# Writing the famous quote "ΜΟΛΩΝ ΛΑΒΕ" of Leonidas I?



## Db6FNRCr

I have read that somewhere around the lifetime of Leonidas, lower-case Greek letters were just coming into use.  What I would like to know is: exactly how would he have written the subject quote?  Using upper-case, lower-case, or both?  Thanks for any reply.


----------



## Acestor

Hi! The phrase would have been written in majuscules, as in the marble inscription found in Wikipedia. Minuscules came into the Greek language well after that: Greek minuscule - Wikipedia


----------



## Db6FNRCr

Thanks.  The majuscule characters shown in your second reference don't look much like the characters on the stone in the first.

In the Wikipedia "Archaic Greek alphabets" article is: "Many local variants of the Greek alphabet were employed in ancient Greece during the archaic and early classical periods, until they were replaced by the classical 24-letter alphabet that is the standard today, around 400 BC".

This being 80 years after Leonidas, the use of the majuscules listed in your second reference would be unclear.  So you think the slanty more crude-looking ones cut in the stone would be more nearly authentic.


----------



## Acestor

The majuscules in the second reference are Byzantine uncials.
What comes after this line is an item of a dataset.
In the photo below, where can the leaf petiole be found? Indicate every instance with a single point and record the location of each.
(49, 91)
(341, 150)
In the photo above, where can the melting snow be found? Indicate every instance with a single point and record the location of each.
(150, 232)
Try Google images for _ancient Greek inscriptions_ that look like this:
Ancient greek inscription carved in marble


----------



## Db6FNRCr

Got it, thanks.  I see that in the article I referenced, the southern or green character set, closest to the Phoenician, closely matches what is cut in the stone.


----------



## Acestor

Sorry, I hadn't noticed your addition. That is still a reference to the majuscules. "The classical 24-letter alphabet that is the standard today" does not take minuscules into account.


----------



## Scholiast

χαίρετε ὦριστοι



Db6FNRCr said:


> how would [Leonidas] have written the subject quote?
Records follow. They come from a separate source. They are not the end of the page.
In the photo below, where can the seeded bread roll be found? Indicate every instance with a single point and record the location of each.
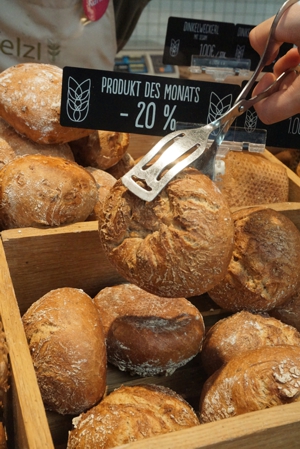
(101, 149)
(264, 269)
(30, 101)
(262, 378)
(241, 332)
(178, 245)
(38, 190)
(146, 334)
(13, 145)
(67, 346)
(289, 311)
(251, 179)
(131, 414)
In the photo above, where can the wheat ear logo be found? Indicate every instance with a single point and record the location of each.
(78, 98)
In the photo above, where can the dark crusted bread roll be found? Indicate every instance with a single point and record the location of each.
(67, 346)
(260, 379)
(131, 414)
(147, 334)
(178, 245)
(241, 332)
(264, 269)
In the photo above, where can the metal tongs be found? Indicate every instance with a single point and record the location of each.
(181, 148)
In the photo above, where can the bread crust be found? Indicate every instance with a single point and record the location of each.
(146, 334)
(178, 245)
(131, 414)
(262, 378)
(30, 101)
(67, 346)
(38, 190)
(241, 332)
(263, 272)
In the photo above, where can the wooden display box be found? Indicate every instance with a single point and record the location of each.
(34, 261)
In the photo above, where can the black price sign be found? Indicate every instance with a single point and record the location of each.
(141, 104)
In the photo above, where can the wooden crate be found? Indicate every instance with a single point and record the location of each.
(34, 261)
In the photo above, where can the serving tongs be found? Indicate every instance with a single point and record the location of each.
(181, 148)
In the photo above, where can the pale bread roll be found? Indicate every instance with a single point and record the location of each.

He wouldn't have—nor been able to. Spartan education did not include literacy on the curriculum. Few ancient cultures in fact did, except for specific castes such as the Hebrew Levites, and it is one of the remarkable hallmarks of classical Athenian society that its (primitive) democracy went hand-in-hand with the development of widespread (albeit partial) literacy.

Σ


----------



## Christo Tamarin

Just a note. I think that the letter Omega did not exist at the time of Leonidas yet.


----------